# On the properties of non-commutative groups

## Homework Statement

Let $$[G,+,0]$$ be a non-abelian group with a binary operation $$+$$ and a zero element $$0$$.

To prove that if both the zero element and the inverse element act on the same side, then they both act the other way around, that is:
If $$\forall a \in G$$,
$$a + 0 = a$$,
and
$$a + (-a) = 0$$,
then it can be proven that
$$0 + a = a$$
and
$$(-a)+ a = 0$$.

## Homework Equations

This is not really homework, it is just something that has been bothering me. The doubt in question arises because certain books (like Herstein's Modern Algebra) define groups as structures in which both the inverse and the zero element act on both sides, regardless of if the group is commutative or not.

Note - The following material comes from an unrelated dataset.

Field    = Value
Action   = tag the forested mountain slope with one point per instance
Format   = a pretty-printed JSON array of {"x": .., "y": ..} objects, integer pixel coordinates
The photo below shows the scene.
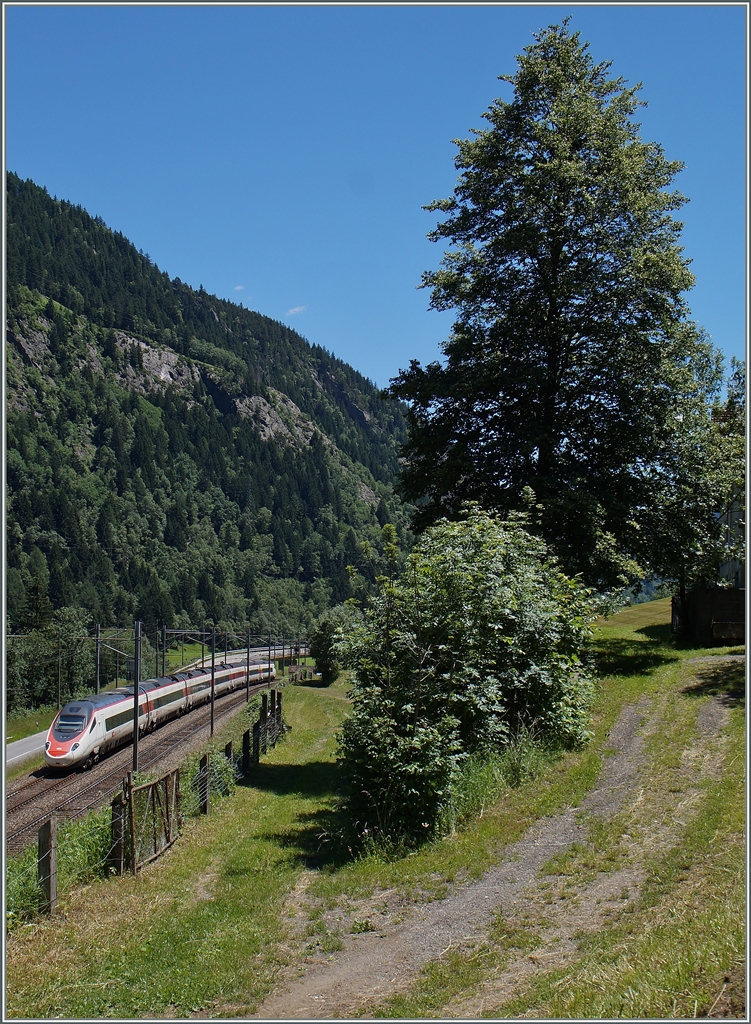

On this subject my linear algebra professor said that having the zero and the inverse act on the same side is equivalent to having them act on both, since the latter can be proven from the former, hence my question.

## The Attempt at a Solution

I have been trying to do what is stated in section 1, but I only end up concluding tautologies like 0=0 or so.

(By the way, I can't get the latex command support thing we have in here do display { and })

## The Attempt at a Solution

HallsofIvy
Remember: $$-(a+b)=-b+(-a)$$ $$\forall a,b \in G$$